Parsing Entities with Meaning and Relationships
Entity extraction goes beyond shallow parsing and tagging of text to work out logical relations between sentence components. Regardless of the initial composition each semantically valuable phrase is translated into grammar structure. When performing event or relationship searches this arrangement is vital to finding the correct links between elements.
NLP Independence
Innovative Query is NLP Independent, meaning our platform will work with a variety of entity extraction vendors. This is purposely done so we can focus on semantic applications, visualization tools, and search analytics. In addition, this allows us to “plug and play” with the best statistical, lexical and grammatical methods available or a combination thereof to be optimized for a particular type of data. This ensures you can always leverage the best and most appropriate technology for your needs.
Disambiguation
Extracting the meaning from text is especially difficult when one word has many senses or definitions. For example there is a storage tank, water tank, gas tank, and M-1 tank. Or, such as river or financial bank, to run a mile or run a company. Through domain-specific machine learning and application of a domain specific ontology, we provide you the ability to make a decision about which is the most likely sense of a word in context.
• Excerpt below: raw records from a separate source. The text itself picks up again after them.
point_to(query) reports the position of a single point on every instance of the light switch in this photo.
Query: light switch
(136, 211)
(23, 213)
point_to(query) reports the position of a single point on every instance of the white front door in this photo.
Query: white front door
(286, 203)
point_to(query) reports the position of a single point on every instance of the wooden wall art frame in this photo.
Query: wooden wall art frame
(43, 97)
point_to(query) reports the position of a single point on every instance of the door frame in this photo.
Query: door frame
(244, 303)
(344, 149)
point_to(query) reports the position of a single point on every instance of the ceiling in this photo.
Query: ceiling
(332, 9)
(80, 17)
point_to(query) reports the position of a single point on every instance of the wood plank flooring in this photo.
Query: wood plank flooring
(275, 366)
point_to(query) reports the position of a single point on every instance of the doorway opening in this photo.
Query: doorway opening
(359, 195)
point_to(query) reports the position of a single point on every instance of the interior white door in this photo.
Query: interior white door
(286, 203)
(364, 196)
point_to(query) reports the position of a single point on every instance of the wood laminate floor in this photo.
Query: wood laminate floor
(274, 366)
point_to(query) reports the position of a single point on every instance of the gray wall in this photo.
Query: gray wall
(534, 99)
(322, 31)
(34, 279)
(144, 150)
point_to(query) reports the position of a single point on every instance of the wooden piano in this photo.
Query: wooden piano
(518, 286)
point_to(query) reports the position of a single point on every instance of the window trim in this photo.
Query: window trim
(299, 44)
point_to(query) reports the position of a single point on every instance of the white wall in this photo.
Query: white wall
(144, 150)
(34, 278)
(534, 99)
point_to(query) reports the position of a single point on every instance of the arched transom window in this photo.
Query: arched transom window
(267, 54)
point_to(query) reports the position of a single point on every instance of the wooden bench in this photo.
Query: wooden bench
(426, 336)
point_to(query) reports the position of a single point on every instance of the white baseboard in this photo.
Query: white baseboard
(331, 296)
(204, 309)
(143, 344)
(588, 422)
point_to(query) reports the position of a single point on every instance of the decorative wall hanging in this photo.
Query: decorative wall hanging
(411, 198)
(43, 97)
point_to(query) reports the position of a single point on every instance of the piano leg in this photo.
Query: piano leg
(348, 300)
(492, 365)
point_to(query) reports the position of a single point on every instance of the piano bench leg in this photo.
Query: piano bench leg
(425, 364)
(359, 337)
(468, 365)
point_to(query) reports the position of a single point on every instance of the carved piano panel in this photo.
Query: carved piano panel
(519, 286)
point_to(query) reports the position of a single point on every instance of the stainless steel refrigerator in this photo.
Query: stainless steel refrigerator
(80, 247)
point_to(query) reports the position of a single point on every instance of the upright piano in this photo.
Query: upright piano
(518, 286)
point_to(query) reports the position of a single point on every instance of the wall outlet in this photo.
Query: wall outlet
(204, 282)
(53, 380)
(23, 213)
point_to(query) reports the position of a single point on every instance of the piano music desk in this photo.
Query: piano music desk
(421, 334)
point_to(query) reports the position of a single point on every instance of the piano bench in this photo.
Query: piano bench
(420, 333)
Automatic or Custom Ontology (Lexicon or Taxonomy)
Out of the box IQI provided the ability to extract 30 categories of entities (people, company, technology, etc) and over 50 categories of event and facts (Person’s Title, Person’s Educations, Person’s Company, Company Product, Business Relationship, etc.). This provided the information analysis needed for most applications and many industries. However, if domain specific analysis is need we can provide the tools and expertise you need.
The performance of a system can vary widely according to the information type processed. New knowledge acquisition relies heavily on pattern-based rules and lexical forms. In recognition of this fact, we provide a breadth of customization and tuning options to optimize your results. With our partners, there are a few approaches for building a custom ontology to optimize your entity extraction process.
For automatic ontology development, we start by using a set of sample documents specific to the content of a domain. Using a grammatical processing method will result in a new set of terms that forms a lexicon that can subsequently be fed back into the entity extraction process for the new domain.
Alternatively, customizing ontology grammars directly is the method by which users can define new entity types, specify new events and relationships or perform advanced entity tagging for a domain. Grammar writing is aided by a development environment, designed specifically for this purpose.
Using either method will produce better results for domain specific applications and will involve some professional services and/or professional linguist support.